Nach unserer Einschätzung lassen sich aus Big Process fünf Grundsätze ableiten:
- Gestalte Prozesse neu, statt sie nur punktuell zu verbessern
- Stelle den Kunden in den Vordergrund
- Globalisiere, standardisiere und humanisiere Prozesse
- Beziehe Big Data mit ein
- Verdopple die Anstrengungen, Prozessqualifikation zu entwickeln.
Folgen Unternehmen diesen Grundsätzen, werden sie ihre Bemühungen erheblich intensivieren, BPM zu entwickeln und auszubauen, Experten zu gewinnen und BPM-Wissen aufzubauen und zu vertiefen. Dazu gehört auch das Wissen darüber, wie die Erfahrungen der Kunden und Big Data am besten in Geschäftsprozesse eingebaut werden können. Die ABPMP und der Common Body of Knowledge übernehmen hier eine zentrale Rolle.
Gerade nachdem ich heute Morgen begonnen hatte, an diesem Vorwort zu arbeiten, ging bei mir folgende Mail aus Großbritannien ein: "Habe gerade Ihren Beitrag über BPM gelesen und würde gerne meine Qualifikation weiterentwickeln. Wie kann ich das am besten anstellen?" Und meine Antwort lautete: "Schauen Sie sich einmal das Zertifizierungsprogramm der ABPMP an, einer Vereinigung von Prozessexperten. Sie haben einen Common Body of Knowledge entwickelt, den Sie herunterladen oder im Buchhandel kaufen können. Und dann versuchen Sie, die Prüfung zur Zertifizierung zu bestehen. Ich denke, das ist ein sehr guter Einstieg."

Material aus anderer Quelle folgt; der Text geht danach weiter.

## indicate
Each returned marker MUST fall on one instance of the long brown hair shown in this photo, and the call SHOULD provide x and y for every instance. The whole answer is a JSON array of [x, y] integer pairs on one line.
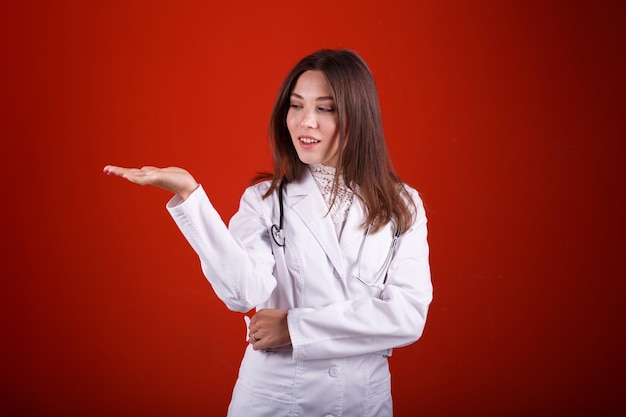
[[363, 156]]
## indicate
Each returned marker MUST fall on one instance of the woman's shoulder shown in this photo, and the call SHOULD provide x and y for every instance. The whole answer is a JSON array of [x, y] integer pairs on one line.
[[257, 190]]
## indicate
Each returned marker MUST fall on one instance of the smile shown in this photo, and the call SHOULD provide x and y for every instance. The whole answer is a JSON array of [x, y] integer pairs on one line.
[[308, 140]]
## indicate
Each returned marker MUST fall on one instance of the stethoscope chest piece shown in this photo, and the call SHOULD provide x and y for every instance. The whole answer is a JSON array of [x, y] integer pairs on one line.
[[278, 236]]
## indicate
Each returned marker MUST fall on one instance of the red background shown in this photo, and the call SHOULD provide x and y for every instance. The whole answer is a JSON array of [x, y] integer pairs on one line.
[[508, 116]]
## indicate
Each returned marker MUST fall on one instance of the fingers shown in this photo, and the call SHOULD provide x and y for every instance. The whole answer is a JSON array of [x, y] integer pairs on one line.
[[140, 176]]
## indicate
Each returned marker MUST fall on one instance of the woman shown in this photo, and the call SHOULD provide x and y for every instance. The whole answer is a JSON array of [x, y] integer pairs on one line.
[[330, 250]]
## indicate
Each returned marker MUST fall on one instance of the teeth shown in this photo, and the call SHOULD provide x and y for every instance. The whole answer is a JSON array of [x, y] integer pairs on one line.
[[308, 140]]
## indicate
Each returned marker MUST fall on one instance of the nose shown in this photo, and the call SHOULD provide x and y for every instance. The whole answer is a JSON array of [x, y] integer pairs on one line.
[[308, 120]]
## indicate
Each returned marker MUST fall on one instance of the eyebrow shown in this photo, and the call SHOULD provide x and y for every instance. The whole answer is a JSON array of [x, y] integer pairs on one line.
[[324, 98]]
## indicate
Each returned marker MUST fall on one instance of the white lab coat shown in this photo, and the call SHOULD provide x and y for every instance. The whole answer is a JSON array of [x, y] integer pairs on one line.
[[342, 331]]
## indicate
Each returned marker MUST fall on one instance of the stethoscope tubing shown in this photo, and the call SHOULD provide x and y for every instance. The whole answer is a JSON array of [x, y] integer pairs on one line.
[[278, 235]]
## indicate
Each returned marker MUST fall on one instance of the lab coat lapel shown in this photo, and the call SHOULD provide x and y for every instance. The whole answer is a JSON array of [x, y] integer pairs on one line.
[[305, 199]]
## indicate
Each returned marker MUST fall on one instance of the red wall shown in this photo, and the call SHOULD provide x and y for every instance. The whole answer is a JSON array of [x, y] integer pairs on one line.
[[507, 116]]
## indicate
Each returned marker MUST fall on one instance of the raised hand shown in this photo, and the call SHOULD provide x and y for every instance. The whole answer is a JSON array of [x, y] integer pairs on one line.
[[176, 180]]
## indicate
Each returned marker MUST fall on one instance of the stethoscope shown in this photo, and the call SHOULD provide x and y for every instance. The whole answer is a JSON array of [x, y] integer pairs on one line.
[[279, 237], [278, 231]]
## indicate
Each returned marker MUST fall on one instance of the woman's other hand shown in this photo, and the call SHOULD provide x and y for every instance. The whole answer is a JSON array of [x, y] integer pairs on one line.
[[269, 329], [173, 179]]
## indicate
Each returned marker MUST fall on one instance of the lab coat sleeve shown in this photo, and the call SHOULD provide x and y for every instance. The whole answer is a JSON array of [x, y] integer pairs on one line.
[[240, 280], [369, 325]]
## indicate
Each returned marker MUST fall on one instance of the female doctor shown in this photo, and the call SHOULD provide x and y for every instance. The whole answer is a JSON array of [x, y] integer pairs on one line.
[[330, 250]]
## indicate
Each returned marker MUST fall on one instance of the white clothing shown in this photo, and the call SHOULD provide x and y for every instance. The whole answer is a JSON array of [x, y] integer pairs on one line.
[[342, 331]]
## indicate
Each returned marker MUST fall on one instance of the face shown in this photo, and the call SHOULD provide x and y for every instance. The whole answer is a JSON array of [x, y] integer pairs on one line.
[[312, 120]]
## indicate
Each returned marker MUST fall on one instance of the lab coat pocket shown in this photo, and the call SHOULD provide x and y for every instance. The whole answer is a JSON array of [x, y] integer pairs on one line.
[[260, 398]]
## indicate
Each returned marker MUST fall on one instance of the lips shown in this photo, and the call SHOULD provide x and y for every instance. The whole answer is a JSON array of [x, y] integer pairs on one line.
[[308, 139]]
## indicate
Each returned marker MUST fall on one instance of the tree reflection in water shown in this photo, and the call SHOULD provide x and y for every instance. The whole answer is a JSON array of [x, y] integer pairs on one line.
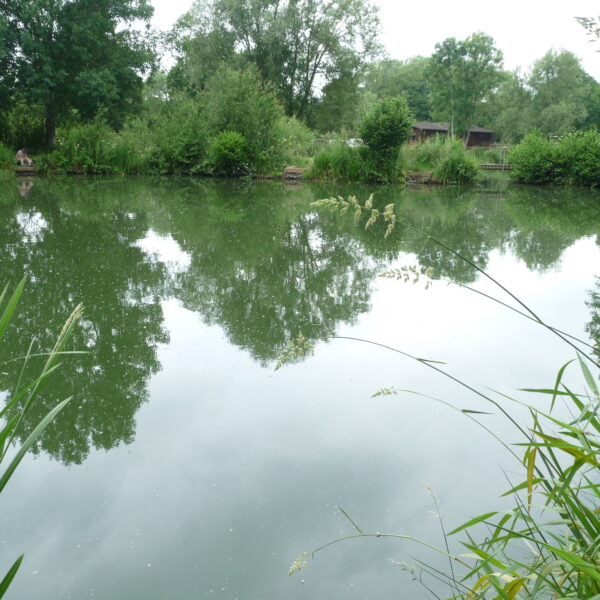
[[263, 265]]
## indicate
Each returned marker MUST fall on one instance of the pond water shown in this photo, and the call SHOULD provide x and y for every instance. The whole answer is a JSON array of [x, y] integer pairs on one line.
[[186, 466]]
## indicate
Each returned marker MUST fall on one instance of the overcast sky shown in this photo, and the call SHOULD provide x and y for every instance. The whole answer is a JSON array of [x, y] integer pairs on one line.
[[523, 29]]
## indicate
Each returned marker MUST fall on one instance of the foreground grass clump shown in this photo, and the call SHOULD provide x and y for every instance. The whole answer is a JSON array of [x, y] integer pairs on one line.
[[21, 399], [574, 159], [340, 161], [547, 546], [447, 158]]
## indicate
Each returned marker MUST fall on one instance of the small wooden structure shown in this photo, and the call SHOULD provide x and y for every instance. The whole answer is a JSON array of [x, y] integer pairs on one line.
[[495, 167], [423, 130], [25, 170], [292, 173]]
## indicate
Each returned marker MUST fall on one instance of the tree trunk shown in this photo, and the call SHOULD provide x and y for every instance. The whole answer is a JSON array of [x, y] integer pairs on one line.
[[50, 128]]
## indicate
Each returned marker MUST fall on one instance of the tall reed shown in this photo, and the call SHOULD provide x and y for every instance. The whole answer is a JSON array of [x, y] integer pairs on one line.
[[556, 504], [21, 398]]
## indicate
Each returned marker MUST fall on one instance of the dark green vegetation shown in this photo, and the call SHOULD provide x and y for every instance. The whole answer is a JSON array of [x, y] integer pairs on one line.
[[24, 393], [462, 76], [573, 159], [62, 56], [286, 76]]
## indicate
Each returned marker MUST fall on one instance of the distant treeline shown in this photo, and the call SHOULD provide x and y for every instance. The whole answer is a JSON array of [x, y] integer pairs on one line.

Was für ein schöner Beweis dafür, dass Menschen auf der ganzen Welt gerade das Wissen suchen und erwerben wollen, das in dem BPM Body of Knowledge zusammengefasst ist!
Hier einige Gründe, aus denen ich persönlich davon überzeugt bin, dass BPM-Kompetenz heute sehr gesucht ist:
Prozessinseln innerhalb von Unternehmen
Bei meiner Arbeit mit großen Unternehmen und Regierungsstellen habe ich immer wieder Mitarbeitergruppen gefunden, die sehr qualifizierte Prozesskompetenzen mitbrachten, oftmals auch umfangreiche Erfahrungen in Lean Management, Six Sigma, Lean Six Sigma oder anderen Methoden und Techniken besaßen. Oft waren diese Experten auf mehrere Unternehmenseinheiten verteilt und gelegentlich fanden sie sich auch innerhalb der IT. Es ist schon erstaunlich, wie oft diese Prozessexperten keinerlei Erfahrung mit BPM-Suiten oder dem Wissensgebiet des BPM hatten. Nach meiner Meinung ist es ein Fehler, derartig qualifizierte Mitarbeiter zur Verbesserung von Prozessen einzusetzen, ohne diese Prozesse in Software umzuwandeln. Veränderungen von Prozessen werden normalerweise nicht nachhaltig umgesetzt, wenn Sie nicht durch eine Software abgedeckt werden, die das tägliche Arbeiten bestimmt. Prozessexperten müssen auch die andere Seite der BPM-Münze verstehen - die Technologien, die Prozesse unterstützen.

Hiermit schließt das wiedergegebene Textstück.